Man killed by own grenade at Kurd protest

DIYARBAKIR: A 19-year-old Kurdish man was killed late Sunday when a home-made grenade exploded in his hands during a demonstration in Turkey's Kurdish-majority southeast, local authorities said.
The man was one of 100 demonstrators who had gathered in Diyarbakir city to protest ahead of the 14th anniversary of jailed Kurdish rebel leader Abdullah Ocalan's capture in Kenya on Feb. 15. He was preparing to launch the grenade at police when it exploded in his hand, Diyarbakir governor Mustafa Toprak was quoted as saying by the state-run TRT channel.
"He suffered injuries to his ear too, which makes us think it exploded as he tried to throw it," Toprak said.
But eye witnesses quoted by pro-Kurdish Firat News said the young man was hit by an armored police vehicle during the protest.
"I did not see if he had anything in his hand.

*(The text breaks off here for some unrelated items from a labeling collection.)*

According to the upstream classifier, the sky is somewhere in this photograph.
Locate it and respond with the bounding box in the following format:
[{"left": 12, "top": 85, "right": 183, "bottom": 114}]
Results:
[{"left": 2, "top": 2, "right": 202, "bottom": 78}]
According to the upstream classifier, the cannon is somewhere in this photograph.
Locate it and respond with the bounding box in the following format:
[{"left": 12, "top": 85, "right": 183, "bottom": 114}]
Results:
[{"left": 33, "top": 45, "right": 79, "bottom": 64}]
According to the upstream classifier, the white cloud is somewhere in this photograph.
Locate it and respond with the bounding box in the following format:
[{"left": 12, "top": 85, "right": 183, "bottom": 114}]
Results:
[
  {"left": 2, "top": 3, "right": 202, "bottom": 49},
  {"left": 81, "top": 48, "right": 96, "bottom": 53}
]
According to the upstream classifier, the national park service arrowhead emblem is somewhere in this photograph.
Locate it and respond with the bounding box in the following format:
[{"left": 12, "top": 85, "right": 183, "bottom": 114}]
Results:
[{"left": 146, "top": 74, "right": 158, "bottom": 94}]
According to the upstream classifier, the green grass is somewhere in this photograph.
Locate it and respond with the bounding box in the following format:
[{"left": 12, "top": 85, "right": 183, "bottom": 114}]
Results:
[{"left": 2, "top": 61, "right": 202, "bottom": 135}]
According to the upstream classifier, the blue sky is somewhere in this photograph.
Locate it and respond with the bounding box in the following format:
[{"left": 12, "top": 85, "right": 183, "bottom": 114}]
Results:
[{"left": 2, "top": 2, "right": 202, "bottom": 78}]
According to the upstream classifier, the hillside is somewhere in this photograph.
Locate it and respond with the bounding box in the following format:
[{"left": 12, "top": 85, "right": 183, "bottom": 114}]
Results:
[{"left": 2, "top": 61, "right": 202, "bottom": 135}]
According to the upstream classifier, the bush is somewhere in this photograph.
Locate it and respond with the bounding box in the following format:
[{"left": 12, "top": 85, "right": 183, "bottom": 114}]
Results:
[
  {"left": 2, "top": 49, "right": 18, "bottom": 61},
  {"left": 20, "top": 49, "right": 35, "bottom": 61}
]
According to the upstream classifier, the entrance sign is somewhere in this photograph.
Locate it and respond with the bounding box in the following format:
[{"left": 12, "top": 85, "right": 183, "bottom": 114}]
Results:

But the vehicle sped toward the street, crushed him underneath," a store owner who witnessed the incident said. The investigation into his death will continue, said the governor. Then fugitive Ocalan was captured in Kenya on February 15, 1999 in a covert Turkish operation after he was exiled from Syria, where he had been based for a decade to remotely maneuver his outlawed Kurdistan Workers' Party (PKK).
Meanwhile, US President Barack Obama said he believes Turkey’s efforts to try to resolve the three-decade conflict with Kurdish rebels will lead to “real progress,” according to remarks published in a Turkish newspaper on Sunday.
“I applaud Prime Minister (Recep Tayyip) Erdogan’s efforts to seek a peaceful resolution to a struggle that has caused so much pain and sorrow,” he told the Milliyet newspaper, referring to negotiations launched last year between Ankara and the PKK.